Current Software Versions

What's New in PhysChem Suite™ Version 2024

Version 2024 of PhysChem Suite introduces dramatic enhancements in the prediction accuracy for pK_a, logP, and logD, as well as related pH profile of aqueous solubility and ADME endpoints such as absorption, bioavailability, and blood-brain barrier penetration, as a result of thorough algorithm improvement paired with significant expansion of the training sets. Read below for details, and contact us for help upgrading your software.

Significant revisions and improvements to the pK_a, logP, and logD algorithms and equations with particular focus on complex heterocycles and novel therapeutic modalities (PROTACs)
Further significant enhancements to the pK_a Classic algorithm, building upon the previously released improvements, including the addition of more than 5000 experimental pK_a values from diverse chemical space, including aromatic and aliphatic heterocycles
LogP GALAS training set of experimental values has been increased by 25% (~4750 new experimental logP values) after careful curation, reinterpretation, and verification of new data. This adds exciting accuracy improvements for the varied and diverse chemical classes.
Technical improvements to the logD algorithm, in addition to enhanced accuracy prediction as a result of improved logP and pK_a predictors

You can expect greatly improved accuracy of pK_a calculations due to a significant expansion of the algorithm training sets, with several diverse chemical datasets. We have developed novel algorithms and deeply revisited models for specific classes. Data quality and chemical diversity guide our training efforts for each release.
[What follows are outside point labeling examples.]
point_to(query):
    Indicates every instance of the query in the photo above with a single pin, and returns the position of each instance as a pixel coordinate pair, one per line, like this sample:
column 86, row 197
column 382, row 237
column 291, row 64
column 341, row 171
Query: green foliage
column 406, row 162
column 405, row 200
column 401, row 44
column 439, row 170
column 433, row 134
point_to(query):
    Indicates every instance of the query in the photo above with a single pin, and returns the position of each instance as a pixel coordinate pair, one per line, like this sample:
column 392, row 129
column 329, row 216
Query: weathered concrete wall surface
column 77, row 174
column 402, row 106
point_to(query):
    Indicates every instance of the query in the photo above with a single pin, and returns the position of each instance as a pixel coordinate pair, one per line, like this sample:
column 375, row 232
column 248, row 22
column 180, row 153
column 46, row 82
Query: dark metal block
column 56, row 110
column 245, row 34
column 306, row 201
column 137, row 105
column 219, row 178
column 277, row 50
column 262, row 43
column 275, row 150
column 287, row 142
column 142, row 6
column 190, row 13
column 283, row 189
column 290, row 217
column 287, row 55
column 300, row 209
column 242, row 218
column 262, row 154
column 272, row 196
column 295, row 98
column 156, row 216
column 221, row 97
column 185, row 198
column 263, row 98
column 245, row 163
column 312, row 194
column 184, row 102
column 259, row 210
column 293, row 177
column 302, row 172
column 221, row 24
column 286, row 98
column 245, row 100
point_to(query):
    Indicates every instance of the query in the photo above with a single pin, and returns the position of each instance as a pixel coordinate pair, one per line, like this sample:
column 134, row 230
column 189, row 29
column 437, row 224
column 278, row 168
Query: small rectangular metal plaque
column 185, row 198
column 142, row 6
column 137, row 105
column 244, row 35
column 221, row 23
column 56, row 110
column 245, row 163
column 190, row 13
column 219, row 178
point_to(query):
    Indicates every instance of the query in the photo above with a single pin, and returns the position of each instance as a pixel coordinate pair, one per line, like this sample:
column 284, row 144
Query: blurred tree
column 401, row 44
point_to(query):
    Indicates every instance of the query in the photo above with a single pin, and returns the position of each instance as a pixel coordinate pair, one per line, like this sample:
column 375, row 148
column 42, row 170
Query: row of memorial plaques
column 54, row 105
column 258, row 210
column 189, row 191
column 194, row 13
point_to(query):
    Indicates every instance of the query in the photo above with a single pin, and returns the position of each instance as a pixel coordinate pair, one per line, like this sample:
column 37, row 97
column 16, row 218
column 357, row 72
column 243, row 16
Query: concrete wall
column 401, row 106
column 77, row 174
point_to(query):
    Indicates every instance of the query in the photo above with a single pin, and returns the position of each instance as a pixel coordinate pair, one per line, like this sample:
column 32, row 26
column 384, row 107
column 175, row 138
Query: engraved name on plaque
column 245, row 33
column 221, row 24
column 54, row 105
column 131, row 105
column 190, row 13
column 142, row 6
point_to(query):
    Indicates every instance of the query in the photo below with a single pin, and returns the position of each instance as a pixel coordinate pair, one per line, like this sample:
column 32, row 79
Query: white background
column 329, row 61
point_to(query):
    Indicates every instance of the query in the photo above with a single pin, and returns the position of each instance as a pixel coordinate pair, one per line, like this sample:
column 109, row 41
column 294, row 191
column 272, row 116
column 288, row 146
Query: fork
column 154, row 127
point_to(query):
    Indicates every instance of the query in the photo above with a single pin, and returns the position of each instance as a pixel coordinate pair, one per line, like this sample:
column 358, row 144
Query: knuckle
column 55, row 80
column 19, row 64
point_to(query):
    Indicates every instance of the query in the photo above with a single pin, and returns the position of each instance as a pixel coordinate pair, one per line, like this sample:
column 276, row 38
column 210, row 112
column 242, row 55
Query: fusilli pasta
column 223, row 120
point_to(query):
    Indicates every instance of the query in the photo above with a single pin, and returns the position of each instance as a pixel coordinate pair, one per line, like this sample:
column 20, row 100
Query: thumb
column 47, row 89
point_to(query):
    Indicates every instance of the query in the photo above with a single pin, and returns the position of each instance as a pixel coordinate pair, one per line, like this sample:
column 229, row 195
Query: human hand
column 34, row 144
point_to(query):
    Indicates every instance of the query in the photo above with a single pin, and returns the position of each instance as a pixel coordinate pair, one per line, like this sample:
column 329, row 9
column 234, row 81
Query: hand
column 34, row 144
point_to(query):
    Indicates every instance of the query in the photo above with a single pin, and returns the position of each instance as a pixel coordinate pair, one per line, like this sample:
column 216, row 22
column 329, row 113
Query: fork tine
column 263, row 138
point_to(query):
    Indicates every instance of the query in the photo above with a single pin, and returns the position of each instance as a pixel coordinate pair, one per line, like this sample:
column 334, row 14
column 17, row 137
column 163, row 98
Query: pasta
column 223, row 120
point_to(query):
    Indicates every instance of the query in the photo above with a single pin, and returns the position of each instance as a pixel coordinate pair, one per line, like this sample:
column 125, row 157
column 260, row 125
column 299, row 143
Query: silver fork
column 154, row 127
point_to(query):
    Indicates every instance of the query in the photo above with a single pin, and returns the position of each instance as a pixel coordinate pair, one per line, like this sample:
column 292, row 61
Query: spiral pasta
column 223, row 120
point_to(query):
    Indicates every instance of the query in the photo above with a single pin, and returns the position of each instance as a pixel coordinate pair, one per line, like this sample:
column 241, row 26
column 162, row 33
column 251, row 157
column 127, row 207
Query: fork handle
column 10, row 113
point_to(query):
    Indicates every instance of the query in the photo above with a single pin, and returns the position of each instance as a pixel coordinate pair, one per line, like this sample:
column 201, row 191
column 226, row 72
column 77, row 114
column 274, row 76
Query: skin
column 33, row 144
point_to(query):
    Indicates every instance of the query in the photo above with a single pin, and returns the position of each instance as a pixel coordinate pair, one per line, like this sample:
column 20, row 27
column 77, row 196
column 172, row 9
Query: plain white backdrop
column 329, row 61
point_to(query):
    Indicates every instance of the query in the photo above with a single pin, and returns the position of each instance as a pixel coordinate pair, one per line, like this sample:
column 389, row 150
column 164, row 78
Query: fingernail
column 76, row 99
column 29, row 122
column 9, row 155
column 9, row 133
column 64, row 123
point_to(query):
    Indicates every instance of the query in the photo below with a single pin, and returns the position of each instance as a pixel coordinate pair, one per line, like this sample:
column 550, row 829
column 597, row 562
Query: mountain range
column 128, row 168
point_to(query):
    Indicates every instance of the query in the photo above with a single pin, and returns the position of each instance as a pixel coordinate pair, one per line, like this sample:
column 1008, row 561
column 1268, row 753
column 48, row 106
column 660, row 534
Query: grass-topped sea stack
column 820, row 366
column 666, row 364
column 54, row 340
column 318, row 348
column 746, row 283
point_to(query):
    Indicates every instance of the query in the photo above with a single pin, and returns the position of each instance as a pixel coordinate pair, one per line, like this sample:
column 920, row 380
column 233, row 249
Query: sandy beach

Through our own research, and ongoing partnership initiatives, our algorithm training expands covered chemical space, and allows us to enrich, curate, and prioritize historically available training data, for better predictive performance.

After the addition of new datasets, the full ACD/Labs pK_a training data set presently contains ~26,000 compounds with more than 42,000 experimental pK_a values. It should be noted that not all compounds and pK_a values are always used for algorithmic Hammet equations or pK_a0 values. However, with new datasets available, previously unused “old” data can be used for new algorithm improvements.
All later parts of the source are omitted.